People with Cognitive Impairment have a Greater Risk of Stroke
In a new study, researchers examined the link between stroke risk and cognitive health. The team found that people with cognitive impairment have a greater risk of stroke in comparison to people with normal cognitive functio. The researchers hope that by identifying people who are at risk of stroke, they can better prevent strokes from occurring.
"Given the projected substantial rise in the number of older people around the world, prevalence rates of cognitive impairment and stroke are expected to soar over the next several decades, especially in high-income countries," Dr. Bruce Ovbiagele, Chair of the Department of Neurology, Medical University of South Carolina, Charleston, South Carolina, with coauthors, wrote according to the press release.
In this study, the international team of researchers from the U.S., Taiwan and South Korea reviewed data taken from 18 studies, which were mainly conducted in North America and Europe. There were a total of 121,879 people who had some form of cognitive impairment. 7,799 of them had experienced a stroke.
The researchers compared the stroke incidence rate in people with cognitive impairment to the rate in people without mental health problems. They calculated that people with cognitive impairment were 39 percent more likely to suffer from a stroke at baseline than people with normal mental health functions.

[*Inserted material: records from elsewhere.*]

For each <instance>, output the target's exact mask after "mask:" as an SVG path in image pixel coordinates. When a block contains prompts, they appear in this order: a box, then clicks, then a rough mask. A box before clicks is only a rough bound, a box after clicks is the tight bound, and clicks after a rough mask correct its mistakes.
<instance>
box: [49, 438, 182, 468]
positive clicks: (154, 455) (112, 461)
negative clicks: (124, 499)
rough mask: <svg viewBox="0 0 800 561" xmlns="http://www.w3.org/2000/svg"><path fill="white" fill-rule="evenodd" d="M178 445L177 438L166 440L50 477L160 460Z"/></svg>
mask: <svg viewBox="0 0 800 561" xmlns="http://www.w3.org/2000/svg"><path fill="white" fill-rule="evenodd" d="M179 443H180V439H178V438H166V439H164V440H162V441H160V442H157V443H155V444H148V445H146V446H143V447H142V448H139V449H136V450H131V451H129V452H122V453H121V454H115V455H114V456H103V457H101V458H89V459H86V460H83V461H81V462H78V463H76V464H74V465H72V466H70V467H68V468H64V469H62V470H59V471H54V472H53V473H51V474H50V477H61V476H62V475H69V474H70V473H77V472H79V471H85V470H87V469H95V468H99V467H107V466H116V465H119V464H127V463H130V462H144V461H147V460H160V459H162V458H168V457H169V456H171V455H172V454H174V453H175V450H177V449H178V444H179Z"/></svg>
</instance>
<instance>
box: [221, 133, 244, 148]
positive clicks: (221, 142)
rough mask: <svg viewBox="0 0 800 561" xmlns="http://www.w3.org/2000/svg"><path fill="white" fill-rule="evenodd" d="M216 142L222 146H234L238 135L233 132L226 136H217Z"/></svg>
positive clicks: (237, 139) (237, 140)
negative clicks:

"This risk increased to 64% when a broadly adopted definition of cognitive impairment was used," the authors stated.
Even though the team did not identify why stroke risk increased, they reasoned that people with cognitive impairment have a higher incidence rate of brain infarcts, atherosclerosis, inflammation and other vascular problems. These factors can all increase risk of stroke.
The team concluded, "Cognitive impairment should be more broadly recognized as a possible early clinical manifestation of cerebral infarction, so that timely management of vascular risk factors can be instituted to potentially prevent future stroke events and to avoid further deterioration of cognitive health."
The study was published in the Canadian Medical Association Journal.